Pas assez risqué peut-être ? « Trop prisonnier, rétorque le jeune arboriculteur. La coopérative exige un contrat d’engagement sur vingt ans, avec apport total. En contrepartie, je n’avais aucune garantie sur les prix. Si la noisette est ce qu’elle est aujourd’hui, c’est grâce à la coopérative. Mais avec ce type contrat, Unicoque est allée trop loin. J’ai acheté mon indépendance ».

En renonçant à la coop, Mathieu Martinet a tiré un trait sur les substantielles aides à la plantation mais il s’est aussi affranchi du versement des parts sociales. Il estime par ailleurs avoir fait des économies sur la plantation, en se soustrayant au cahier des charges imposé par la coopérative.

Mathieu Martinet, dans l'une de ses parcelles de noisetiers
Mathieu Martinet, dans l'une de ses parcelles de noisetiers

Le soja, l’autre noisette de Mathieu

Reste à appréhender la commercialisation de sa future production de noisettes. Mathieu Martinet a quelques pistes mais n’a encore rien formalisé. Pour l’heure, il supervise la construction de deux hangars à toiture photovoltaïque, qui abriteront notamment une station de stockage, de conditionnement et d’expédition de noisettes. C’est là aussi qu’il entreposera sa production de soja, l’autre denrée majeure de son exploitation. Une partie de ce soja est conduite en conventionnel et en irrigué, à partir d’une réserve en eau dédiée, tandis que l’autre partie est conduite en bio et en sec, aux côtés d’une production de luzerne elle-même en bio et vendue sur pied à un négociant.
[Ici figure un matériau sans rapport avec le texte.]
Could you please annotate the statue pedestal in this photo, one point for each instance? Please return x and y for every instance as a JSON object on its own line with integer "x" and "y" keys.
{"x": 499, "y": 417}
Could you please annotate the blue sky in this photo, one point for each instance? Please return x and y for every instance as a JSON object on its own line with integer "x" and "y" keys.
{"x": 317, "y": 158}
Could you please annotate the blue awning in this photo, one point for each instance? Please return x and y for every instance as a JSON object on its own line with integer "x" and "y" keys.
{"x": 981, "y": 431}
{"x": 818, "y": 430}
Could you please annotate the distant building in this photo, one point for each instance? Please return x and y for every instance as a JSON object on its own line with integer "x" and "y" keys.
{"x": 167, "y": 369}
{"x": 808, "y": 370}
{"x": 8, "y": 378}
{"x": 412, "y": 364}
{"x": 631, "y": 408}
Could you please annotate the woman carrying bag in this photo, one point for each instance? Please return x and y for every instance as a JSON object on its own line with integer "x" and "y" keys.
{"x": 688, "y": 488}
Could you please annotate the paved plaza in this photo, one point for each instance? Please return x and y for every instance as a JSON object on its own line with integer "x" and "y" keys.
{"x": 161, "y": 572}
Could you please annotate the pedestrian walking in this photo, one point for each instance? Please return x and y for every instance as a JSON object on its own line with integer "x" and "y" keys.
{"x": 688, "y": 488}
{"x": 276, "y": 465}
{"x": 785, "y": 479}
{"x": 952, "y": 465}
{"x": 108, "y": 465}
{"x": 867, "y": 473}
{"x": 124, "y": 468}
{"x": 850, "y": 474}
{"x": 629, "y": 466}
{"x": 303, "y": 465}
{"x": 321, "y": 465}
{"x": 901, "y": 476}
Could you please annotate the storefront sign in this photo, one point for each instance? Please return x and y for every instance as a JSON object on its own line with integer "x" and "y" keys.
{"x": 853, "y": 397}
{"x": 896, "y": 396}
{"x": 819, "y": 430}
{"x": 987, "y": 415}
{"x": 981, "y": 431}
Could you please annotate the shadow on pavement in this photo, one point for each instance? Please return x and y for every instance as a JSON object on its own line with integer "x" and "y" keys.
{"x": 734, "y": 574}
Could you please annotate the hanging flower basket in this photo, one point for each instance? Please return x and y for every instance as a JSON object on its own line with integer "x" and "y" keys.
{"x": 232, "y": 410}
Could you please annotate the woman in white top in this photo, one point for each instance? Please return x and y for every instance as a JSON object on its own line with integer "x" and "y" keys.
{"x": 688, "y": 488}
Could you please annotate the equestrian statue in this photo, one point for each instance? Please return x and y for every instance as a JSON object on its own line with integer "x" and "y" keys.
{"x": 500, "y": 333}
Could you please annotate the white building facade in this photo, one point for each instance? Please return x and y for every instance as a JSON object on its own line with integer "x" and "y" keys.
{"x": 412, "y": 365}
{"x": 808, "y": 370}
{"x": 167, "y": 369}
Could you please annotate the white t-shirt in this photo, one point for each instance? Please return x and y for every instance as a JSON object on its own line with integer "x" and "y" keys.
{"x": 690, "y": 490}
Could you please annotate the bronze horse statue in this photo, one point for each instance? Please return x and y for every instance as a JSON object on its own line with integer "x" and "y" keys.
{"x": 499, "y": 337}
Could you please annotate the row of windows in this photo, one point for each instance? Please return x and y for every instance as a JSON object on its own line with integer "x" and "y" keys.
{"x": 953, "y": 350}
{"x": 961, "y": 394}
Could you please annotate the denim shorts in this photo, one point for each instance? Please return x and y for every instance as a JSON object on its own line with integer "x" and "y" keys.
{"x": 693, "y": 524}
"Produire, stocker dans de bonnes conditions, contrôler la qualité, conditionner à la demande, charger les camions, peser, c’est gratifiant"

Il faut dire qu’après son diplôme d’ingénieur, Mathieu Martinet a travaillé pendant plusieurs années comme technicien au sein d’un organisme stockeur, les Silos du Touch, situés en Haute-Garonne, spécialisés dans le soja. On comprend mieux sa volonté de rester maître de ses produits. « Je suis en train de me structurer, les bâtiments, le pont-bascule, cela ne se fait pas du jour au lendemain, confie-t-il. Je crois à cette indépendance. Produire, stocker dans de bonnes conditions, contrôler la qualité, conditionner à la demande, charger les camions, peser, éditer des tickets, tout cela me plait et va concourir à valoriser mes productions. Cette installation, c’était mon projet de vie. Et mes grands-parents, auxquels j’ai succédé, sont les plus heureux ».